Why "fast path" is fas

作者: elon_wen | 来源:发表于2018-01-08 13:05 被阅读92次

Nathaniel Wen:

Hi, everyone:
I'm reading the source code of "AbstractQueuedSynchronizer", getting a little confused of the reason why "fast path" is faster than full enq in the comment "Try the fast path of enq; backup to full enq on failure".


David Holmes:

What version of the code are you looking at? I can’t see anything like that in current OpenJDK sources.


Nathaniel Wen:

My JDK version is 1.8

private Node addWaiter(Node mode) {
    Node node = new Node(Thread.currentThread(), mode);
    // Try the fast path of enq; backup to full enq on failure
    Node pred = tail;
    if (pred != null) {
        node.prev = pred;
        if (compareAndSetTail(pred, node)) {
            pred.next = node;
            return node;
        }
    }
    enq(node);
    return node;
}

David Holmes:

The fast path just does a direct enqueue to the existing tail. The enq(), in the worst case, has to initialize the queue, and in general deals with contention due to concurrent enqueue attempts.

The code is different now.


Nathaniel Wen:

The full enq will loop only once when there is no contention and the tail isn't null. The reason why "fast-path" is faster is because in most cases the tail isn't null.
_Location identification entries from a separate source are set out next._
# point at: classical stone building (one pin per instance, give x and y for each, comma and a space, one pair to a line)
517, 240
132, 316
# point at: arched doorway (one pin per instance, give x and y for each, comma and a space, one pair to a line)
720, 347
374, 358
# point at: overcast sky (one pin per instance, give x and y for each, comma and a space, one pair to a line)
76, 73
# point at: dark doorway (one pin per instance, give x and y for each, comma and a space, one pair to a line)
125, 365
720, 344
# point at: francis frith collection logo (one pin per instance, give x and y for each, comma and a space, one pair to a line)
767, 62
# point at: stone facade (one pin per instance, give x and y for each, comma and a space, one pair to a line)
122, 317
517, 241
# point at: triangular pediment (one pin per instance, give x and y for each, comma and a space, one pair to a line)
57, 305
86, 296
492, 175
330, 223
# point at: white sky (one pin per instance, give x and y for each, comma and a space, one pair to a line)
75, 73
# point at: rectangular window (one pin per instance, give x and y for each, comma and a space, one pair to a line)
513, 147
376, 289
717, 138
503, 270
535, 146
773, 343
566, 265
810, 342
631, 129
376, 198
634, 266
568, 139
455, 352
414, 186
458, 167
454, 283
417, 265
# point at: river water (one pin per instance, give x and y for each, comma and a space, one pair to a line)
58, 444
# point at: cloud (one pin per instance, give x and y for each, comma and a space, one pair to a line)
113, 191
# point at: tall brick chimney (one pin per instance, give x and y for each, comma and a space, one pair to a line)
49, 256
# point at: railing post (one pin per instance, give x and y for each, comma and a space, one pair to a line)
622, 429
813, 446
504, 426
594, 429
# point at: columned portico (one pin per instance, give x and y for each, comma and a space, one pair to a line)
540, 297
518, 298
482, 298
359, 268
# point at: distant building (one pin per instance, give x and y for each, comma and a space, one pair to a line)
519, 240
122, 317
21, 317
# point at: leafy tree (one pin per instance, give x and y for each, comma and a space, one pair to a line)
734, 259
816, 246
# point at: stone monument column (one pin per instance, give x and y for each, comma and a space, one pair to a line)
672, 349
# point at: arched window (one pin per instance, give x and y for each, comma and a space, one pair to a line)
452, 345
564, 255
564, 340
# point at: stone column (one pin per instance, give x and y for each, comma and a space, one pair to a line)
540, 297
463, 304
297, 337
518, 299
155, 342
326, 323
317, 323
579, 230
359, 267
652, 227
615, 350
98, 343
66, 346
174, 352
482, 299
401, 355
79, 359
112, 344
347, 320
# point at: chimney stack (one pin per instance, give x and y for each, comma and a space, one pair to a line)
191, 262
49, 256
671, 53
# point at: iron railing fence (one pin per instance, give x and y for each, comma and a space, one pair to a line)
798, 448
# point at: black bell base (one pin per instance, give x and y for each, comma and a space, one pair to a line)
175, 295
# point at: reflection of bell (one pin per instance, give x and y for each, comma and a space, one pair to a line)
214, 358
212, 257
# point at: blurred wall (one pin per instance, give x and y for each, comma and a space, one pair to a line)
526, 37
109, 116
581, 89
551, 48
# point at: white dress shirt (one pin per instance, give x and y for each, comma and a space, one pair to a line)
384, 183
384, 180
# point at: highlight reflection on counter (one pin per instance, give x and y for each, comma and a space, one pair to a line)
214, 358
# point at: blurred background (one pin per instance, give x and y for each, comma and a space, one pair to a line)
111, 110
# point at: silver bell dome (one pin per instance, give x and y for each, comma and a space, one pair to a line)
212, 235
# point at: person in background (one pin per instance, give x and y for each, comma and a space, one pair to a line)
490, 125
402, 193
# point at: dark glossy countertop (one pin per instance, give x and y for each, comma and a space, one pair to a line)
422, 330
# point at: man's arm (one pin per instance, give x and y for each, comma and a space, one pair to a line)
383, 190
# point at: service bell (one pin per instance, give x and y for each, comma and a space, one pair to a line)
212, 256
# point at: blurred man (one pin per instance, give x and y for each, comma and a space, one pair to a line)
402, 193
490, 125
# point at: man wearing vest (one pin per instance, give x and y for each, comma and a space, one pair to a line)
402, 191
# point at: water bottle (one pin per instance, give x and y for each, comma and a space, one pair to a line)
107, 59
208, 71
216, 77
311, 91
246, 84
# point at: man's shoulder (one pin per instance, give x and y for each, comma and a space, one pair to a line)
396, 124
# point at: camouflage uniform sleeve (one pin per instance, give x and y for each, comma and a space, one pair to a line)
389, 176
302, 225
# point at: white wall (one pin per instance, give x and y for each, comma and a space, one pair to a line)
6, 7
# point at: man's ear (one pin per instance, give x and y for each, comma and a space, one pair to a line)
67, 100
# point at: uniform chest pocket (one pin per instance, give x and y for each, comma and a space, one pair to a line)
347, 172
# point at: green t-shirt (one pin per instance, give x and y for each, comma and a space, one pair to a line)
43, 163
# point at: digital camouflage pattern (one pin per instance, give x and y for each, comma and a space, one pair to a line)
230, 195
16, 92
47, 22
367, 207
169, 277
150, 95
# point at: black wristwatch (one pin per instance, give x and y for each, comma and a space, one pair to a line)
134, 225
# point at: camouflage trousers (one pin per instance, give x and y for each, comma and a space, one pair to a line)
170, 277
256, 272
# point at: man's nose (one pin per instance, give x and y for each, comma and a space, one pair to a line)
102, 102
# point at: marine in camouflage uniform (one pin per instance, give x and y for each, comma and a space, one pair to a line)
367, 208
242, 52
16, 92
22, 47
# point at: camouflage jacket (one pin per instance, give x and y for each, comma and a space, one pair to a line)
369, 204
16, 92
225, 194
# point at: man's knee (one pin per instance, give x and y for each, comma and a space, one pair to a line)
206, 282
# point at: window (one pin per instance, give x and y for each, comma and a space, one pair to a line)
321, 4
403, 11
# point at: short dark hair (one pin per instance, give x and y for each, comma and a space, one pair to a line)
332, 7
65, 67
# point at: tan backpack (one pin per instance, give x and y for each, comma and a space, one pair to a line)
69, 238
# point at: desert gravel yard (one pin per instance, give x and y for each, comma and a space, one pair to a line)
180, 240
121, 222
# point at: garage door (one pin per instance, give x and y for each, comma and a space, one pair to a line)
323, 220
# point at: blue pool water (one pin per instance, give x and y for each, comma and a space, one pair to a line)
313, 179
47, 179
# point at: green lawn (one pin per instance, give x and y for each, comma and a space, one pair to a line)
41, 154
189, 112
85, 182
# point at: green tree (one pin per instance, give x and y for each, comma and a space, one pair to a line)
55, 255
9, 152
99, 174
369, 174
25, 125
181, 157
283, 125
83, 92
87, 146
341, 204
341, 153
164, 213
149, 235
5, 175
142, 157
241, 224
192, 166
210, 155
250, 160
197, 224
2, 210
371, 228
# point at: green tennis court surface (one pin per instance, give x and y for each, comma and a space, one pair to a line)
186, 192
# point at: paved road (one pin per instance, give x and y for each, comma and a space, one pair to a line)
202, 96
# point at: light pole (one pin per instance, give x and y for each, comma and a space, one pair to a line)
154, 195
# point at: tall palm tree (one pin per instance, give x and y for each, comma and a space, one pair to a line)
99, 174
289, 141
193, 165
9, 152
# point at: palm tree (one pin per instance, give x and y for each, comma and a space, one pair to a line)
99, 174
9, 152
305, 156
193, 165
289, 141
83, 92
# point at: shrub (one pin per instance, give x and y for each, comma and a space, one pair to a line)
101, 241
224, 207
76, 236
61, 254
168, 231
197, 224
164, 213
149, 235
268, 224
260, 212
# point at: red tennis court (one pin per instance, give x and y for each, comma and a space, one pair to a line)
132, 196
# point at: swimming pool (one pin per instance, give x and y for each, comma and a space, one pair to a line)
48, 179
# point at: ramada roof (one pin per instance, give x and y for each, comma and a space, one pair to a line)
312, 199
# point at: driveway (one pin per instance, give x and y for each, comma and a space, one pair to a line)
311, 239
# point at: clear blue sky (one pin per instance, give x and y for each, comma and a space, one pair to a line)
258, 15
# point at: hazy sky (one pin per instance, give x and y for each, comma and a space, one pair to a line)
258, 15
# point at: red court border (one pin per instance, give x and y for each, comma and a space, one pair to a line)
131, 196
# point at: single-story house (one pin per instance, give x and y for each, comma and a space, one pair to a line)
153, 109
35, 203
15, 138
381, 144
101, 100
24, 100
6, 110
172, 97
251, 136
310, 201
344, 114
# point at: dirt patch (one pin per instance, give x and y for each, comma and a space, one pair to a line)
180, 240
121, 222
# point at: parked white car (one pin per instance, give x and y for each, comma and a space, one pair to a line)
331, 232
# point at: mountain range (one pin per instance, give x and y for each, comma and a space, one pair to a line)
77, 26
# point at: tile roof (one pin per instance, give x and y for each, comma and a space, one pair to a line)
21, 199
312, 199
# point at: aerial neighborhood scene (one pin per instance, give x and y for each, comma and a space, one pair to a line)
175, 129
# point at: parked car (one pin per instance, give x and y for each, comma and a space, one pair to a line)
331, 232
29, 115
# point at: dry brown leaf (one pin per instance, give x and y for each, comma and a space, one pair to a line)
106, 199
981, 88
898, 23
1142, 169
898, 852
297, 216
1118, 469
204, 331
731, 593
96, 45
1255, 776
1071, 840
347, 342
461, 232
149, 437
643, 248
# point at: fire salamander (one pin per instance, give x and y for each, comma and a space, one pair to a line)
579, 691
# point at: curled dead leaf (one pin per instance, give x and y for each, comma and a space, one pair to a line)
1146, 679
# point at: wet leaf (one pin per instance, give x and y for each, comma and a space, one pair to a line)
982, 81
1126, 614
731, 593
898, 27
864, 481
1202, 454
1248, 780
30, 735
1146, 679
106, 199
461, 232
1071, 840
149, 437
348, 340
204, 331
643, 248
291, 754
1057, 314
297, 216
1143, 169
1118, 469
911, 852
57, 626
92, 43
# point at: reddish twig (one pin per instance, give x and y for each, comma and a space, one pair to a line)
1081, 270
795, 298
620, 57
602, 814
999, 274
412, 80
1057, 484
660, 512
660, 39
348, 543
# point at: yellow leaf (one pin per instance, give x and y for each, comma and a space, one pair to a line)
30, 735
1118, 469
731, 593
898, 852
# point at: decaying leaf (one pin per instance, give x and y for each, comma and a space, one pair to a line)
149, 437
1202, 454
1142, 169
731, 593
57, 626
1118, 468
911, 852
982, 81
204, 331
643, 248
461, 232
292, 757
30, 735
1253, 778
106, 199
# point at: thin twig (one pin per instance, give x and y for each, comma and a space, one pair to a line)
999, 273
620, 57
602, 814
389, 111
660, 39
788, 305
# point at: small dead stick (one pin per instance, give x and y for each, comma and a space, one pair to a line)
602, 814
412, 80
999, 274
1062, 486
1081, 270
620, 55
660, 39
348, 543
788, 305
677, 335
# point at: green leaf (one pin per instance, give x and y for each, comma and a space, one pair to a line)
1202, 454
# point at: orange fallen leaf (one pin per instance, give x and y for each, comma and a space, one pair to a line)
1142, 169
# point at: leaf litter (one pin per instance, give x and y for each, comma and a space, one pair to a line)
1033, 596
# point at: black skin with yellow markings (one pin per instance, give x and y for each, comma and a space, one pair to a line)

So "if (tail != null)" is more efficient than "if (tail == null) ... else ..." in this very case, am I right?


David Holmes:

The old structure was intended to be more amenable to inlining the fast-path code IIRC. The new code doesn’t bother AFAICS.


Martin Buchholz:

Alternatively: initializeSyncQueue is now a separate cold-code method.

(All of this is unlikely to matter much)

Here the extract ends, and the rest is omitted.